The first and only completed Bowlus XTG-12 training glider (serial number 42-96830) during testing at Twenty-Nine Palms in the late summer of 1942. This aircraft also carried the civil registration NX28386 (visible on the vertical stabilizer).

As full-scale development of the XCG-7 and XCG-8 began, Bowlus Sailplanes envisaged a two-seat trainer derivative of the BA-100 Baby Albatross with a larger cockpit to accommodate men wearing parachutes, known internally as the BM-5. A mockup of the BM-5 was completed in about November 1941, and on April 28, 1942, a contract was awarded for three BM-5 prototypes (serial numbers 42-96830/96832) plus a static test airframe, and the designation XTG-12 was assigned to the BM-5. The first XTG-12 prototype (which also bore the civil registration NX28386) was completed in late spring and began flight tests in San Bernardino County in the summer of 1942, before being delivered to the US Army Air Force later that year. (One Bowlus-DuPont Utility M1PU3 glider previously owned by Orvil Leigh Smith [civil registration NR15314] was impressed into USAAF service with serial number 42-57200 in July 1942 and designated TG-12A, but the Utility glider was unrelated to the XTG-12 and the Bowlus-DuPont company that manufactured it was based in Delaware, not southern California.) Even though the first XTG-12 prototype probably exhibited satisfactory handling characteristics during flight testing, the XTG-12 program was dogged by government demands for design changes given that the BM-5 was based a prewar glider and did not constitute a new design, and after months of effort by Bowlus, the XTG-12 program was terminated on August 5, 1943, with only the first XTG-12 built and the other two cancelled without being completed.
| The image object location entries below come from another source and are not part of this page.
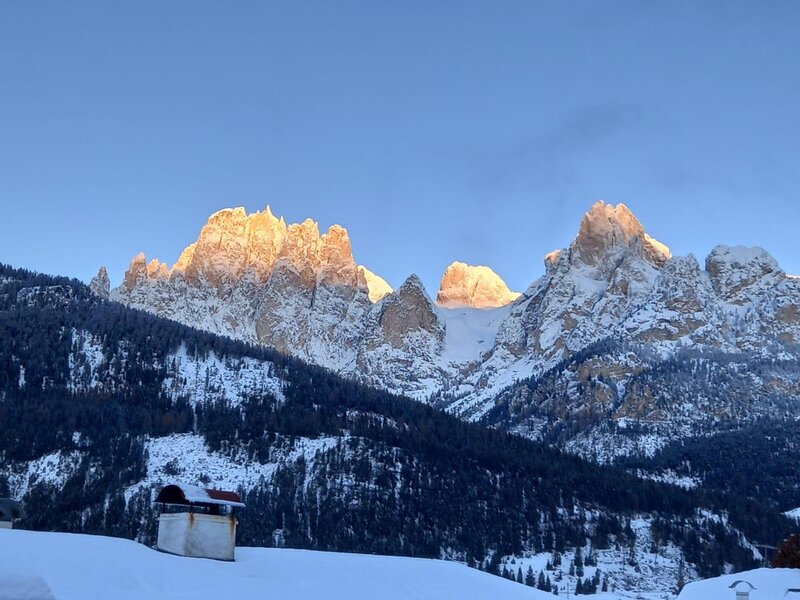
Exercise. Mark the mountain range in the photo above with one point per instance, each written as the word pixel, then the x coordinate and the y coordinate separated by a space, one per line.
pixel 612 308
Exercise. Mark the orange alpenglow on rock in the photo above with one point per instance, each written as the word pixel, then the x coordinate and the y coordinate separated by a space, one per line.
pixel 465 285
pixel 605 228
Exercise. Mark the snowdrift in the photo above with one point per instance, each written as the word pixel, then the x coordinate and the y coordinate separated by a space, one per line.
pixel 769 584
pixel 62 566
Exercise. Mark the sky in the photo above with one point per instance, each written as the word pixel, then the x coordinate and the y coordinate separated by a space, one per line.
pixel 432 131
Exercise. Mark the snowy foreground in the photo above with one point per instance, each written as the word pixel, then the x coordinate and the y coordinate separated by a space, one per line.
pixel 61 566
pixel 769 584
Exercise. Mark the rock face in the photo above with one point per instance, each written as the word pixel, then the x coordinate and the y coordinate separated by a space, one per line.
pixel 378 288
pixel 100 285
pixel 255 278
pixel 476 287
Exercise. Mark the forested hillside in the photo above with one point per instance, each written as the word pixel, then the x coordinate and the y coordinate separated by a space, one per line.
pixel 100 404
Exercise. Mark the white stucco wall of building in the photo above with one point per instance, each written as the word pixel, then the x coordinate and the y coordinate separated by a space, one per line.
pixel 198 535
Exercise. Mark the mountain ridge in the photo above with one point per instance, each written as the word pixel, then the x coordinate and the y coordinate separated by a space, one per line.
pixel 303 293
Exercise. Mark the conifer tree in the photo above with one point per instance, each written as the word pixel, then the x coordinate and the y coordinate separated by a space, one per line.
pixel 529 577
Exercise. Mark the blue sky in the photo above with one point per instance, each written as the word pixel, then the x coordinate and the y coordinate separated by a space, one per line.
pixel 473 131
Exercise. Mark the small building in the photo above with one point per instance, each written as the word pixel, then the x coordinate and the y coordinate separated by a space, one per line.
pixel 197 522
pixel 10 511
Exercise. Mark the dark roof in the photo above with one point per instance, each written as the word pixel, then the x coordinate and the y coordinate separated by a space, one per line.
pixel 182 493
pixel 10 510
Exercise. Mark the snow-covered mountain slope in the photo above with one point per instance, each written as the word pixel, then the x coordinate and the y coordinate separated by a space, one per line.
pixel 110 403
pixel 252 277
pixel 63 566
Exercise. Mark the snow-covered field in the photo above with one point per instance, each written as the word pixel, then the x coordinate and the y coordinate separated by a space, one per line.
pixel 762 584
pixel 61 566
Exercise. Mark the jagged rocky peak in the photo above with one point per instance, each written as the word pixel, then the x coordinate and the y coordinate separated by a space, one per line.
pixel 376 285
pixel 738 271
pixel 233 245
pixel 473 286
pixel 100 284
pixel 606 229
pixel 407 310
pixel 136 273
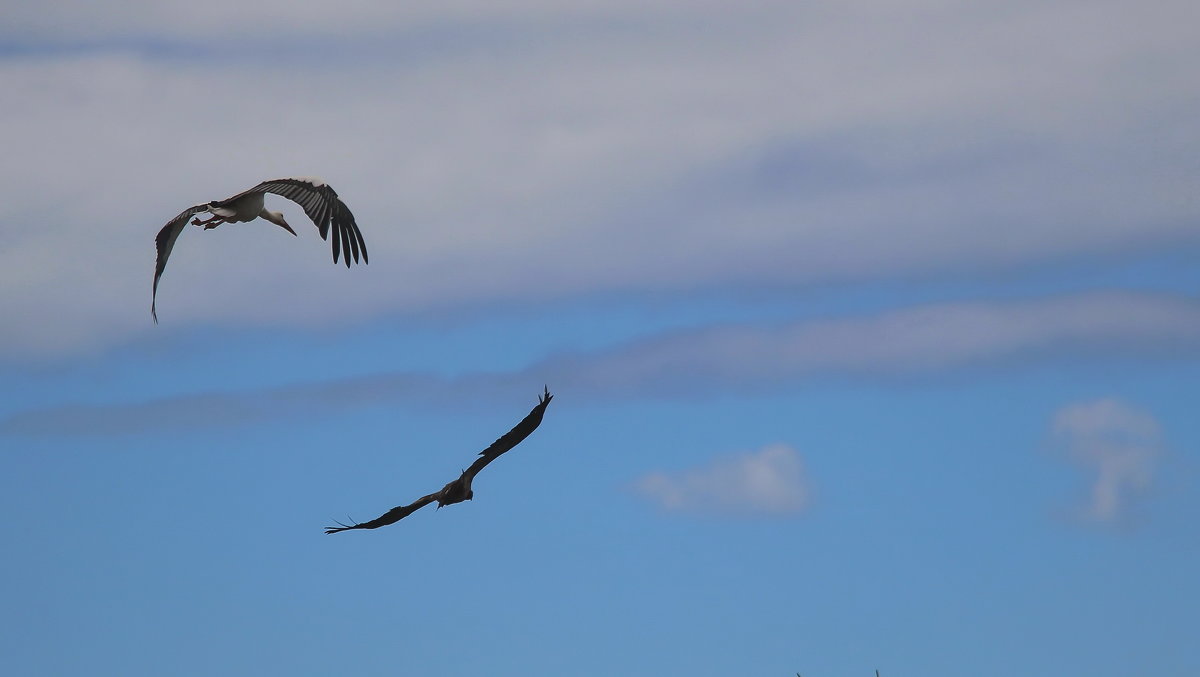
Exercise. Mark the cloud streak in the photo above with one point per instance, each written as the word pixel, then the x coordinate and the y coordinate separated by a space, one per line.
pixel 1117 445
pixel 661 147
pixel 768 481
pixel 901 343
The end of the XTG-12 program eventually prompted the Bowlus Sailplanes Company to go out of business in early 1944, by which time William Hawley Bowlus was involved in development of the General Airborne Transport XCG-16 lifting body transport glider and would later join forces with sailplane pilot Ted Nelson to design the Bumblebee, Dragonfly, and Hummingbird motor gliders.

References:

Byard, J., 2015. On the Wings of an Albatross: Hawley Bowlus and his BA-100 Baby Albatross. Scotts Valley, CA: CreateSpace Independent Publishing Platform.

Fogel, G., 2000. Wind and Wings: The History of Soaring in San Diego. San Diego, CA: Rock Reef Publishing House.

Norton, W. J., 2012. American Military Gliders of World War II: Development, Training, Experimentation, and Tactics of All Aircraft Types. Atglen, PA: Schiffer Publishing.